Though only 13 years of age, NCLB had a long and tragic life. It was of mixed heritage born of an extraordinary marriage of Republicans and Democrats. After years of flailing educational reform, NCLB held the promise of "putting America's schools on a new path."

NCLB touched many in its short life. It infested schools with test-driven demands. Teachers were held accountable as the prime source of failing schools and failing children. Poverty, hunger, and sickness offered no excuses for poor student outcomes. Sanctions replaced praise. Schools that were once trusted as hubs in the community were redefined as dropout factories. Social, emotional, and physical growth were relegated to five minutes on a concrete playground. And art, music, character education, and civics were left behind in favor of a laser focus on reading and math.

We the academicians and scientists who study child learning did not sit passively on the sidelines. One of us, an Assistant Secretary of Education, knew that NCLB was destined to leave every school behind. Government simulations provided proof positive that the new law would not advance the very children it was designed to help. Yet, political will trumped scientific data and the law went forward.

Another of us attended a meeting in June of 2001 where scientists were asked how we could best assess learning outcomes only to find that the real objective was to choose off-the-shelf multiple choice tests that could be administered in classrooms just two months later. Yet another of us watched as teachers were handcuffed by scripted learning, no longer responsive to the questions in children's eyes. If it was Tuesday, children had to learn adjectives even if it was clear that they had never been introduced to nouns.

None of these were intended consequences. No one envisioned that NCLB would be reduced to filling bubbles on a weakly constructed standardized test. Nor had we expected that parents would be sidelined and silenced with respect to their children's education. Who would have guessed that teachers, loved and cherished by their children, but stripped of their autonomy, would flee from their micro-managed classrooms into early retirement? No, NCLB was meant to end "the soft bigotry of low-expectations in our schools."

It is ironic that in this knowledge economy, we have trained students in regurgitation of low-level facts that are better recalled with a hand-held device. Scores on international tests have reached a new low. Scores on the nation's report (NAEP) http://nces.ed.gov/nationsreportcard/card have declined. In the 13 years of NCLB, we have created a monster bureaucracy to usher through a new generation of students who neither think nor create. Employers are taking note. So too, the military tells us that America's graduates are not prepared to serve.

George Bush was well meaning. He hoped to make education worthy of its children. His dream, however, was not well served.
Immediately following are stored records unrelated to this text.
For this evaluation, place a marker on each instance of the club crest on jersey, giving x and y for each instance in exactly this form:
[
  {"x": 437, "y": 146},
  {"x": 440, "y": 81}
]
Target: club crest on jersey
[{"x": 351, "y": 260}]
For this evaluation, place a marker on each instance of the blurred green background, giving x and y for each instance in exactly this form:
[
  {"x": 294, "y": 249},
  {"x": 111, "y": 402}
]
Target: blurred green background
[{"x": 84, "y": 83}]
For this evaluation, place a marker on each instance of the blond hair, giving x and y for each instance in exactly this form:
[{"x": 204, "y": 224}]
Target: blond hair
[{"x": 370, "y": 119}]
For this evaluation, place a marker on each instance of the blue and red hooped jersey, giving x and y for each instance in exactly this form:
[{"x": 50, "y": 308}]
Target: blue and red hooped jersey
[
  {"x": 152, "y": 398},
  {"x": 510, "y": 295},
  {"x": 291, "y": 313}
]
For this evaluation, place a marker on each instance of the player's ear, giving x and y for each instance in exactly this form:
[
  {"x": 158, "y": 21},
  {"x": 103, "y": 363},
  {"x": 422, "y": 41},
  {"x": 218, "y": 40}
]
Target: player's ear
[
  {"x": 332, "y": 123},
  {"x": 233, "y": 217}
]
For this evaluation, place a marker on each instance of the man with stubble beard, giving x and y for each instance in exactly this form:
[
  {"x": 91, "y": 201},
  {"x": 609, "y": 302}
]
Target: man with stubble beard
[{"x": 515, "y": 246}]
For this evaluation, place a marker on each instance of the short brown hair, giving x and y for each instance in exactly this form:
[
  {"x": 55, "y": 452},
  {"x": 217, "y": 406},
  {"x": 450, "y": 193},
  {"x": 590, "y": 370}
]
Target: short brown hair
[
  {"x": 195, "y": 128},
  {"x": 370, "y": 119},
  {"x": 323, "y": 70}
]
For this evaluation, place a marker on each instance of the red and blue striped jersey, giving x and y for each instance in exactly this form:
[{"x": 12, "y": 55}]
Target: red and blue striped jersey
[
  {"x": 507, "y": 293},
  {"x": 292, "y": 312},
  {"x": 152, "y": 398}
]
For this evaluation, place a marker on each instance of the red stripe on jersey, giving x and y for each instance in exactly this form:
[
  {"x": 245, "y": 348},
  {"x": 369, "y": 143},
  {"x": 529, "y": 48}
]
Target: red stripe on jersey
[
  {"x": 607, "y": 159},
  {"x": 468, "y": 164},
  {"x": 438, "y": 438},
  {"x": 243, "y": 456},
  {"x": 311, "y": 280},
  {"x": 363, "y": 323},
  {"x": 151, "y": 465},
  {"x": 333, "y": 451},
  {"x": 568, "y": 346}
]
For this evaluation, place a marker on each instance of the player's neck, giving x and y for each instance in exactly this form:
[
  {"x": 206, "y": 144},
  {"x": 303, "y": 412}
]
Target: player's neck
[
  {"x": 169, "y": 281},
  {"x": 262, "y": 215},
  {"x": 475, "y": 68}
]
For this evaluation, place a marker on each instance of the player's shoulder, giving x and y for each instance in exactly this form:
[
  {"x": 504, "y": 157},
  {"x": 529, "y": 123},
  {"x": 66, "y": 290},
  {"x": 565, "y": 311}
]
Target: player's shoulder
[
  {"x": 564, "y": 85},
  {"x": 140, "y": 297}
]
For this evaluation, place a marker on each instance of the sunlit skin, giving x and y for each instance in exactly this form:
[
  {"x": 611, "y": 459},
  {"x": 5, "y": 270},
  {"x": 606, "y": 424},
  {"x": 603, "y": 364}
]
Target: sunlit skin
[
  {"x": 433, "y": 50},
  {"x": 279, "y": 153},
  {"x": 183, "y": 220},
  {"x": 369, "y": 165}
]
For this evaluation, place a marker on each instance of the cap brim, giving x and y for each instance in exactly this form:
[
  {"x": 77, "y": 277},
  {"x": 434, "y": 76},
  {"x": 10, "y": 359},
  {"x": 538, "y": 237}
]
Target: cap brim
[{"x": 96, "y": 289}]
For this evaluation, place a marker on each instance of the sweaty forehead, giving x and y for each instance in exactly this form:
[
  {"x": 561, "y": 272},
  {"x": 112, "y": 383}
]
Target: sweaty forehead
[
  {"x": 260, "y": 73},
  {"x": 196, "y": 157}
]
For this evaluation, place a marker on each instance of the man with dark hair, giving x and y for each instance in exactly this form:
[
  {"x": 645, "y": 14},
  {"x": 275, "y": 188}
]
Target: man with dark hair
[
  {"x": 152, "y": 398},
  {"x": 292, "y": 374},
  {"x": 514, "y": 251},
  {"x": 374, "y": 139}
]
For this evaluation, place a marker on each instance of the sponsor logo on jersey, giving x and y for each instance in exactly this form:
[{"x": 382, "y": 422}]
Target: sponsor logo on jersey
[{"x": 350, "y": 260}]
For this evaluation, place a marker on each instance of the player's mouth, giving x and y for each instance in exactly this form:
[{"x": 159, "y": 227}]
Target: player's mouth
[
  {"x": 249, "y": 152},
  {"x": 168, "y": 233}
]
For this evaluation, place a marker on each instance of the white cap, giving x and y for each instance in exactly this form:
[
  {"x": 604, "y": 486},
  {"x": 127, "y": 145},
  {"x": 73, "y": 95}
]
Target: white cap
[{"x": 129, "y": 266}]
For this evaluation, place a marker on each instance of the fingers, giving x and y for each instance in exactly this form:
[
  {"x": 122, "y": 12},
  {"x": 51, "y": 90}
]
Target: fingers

So this season, we gathered around a bountiful shiva table, with dreams that we can solve one of the most intractable problems of our time. We say kaddish and talk about the NCLB nightmares in the hopes that the Every Student Succeeds Act, recently signed into law, is kinder to teachers and to students.

We are a country built on the frontier of ideas and on cultural pluralism. We are used to generating diverse solutions to pressing problems. The death of NCLB offers us an opportunity to use public education to reclaim that promise.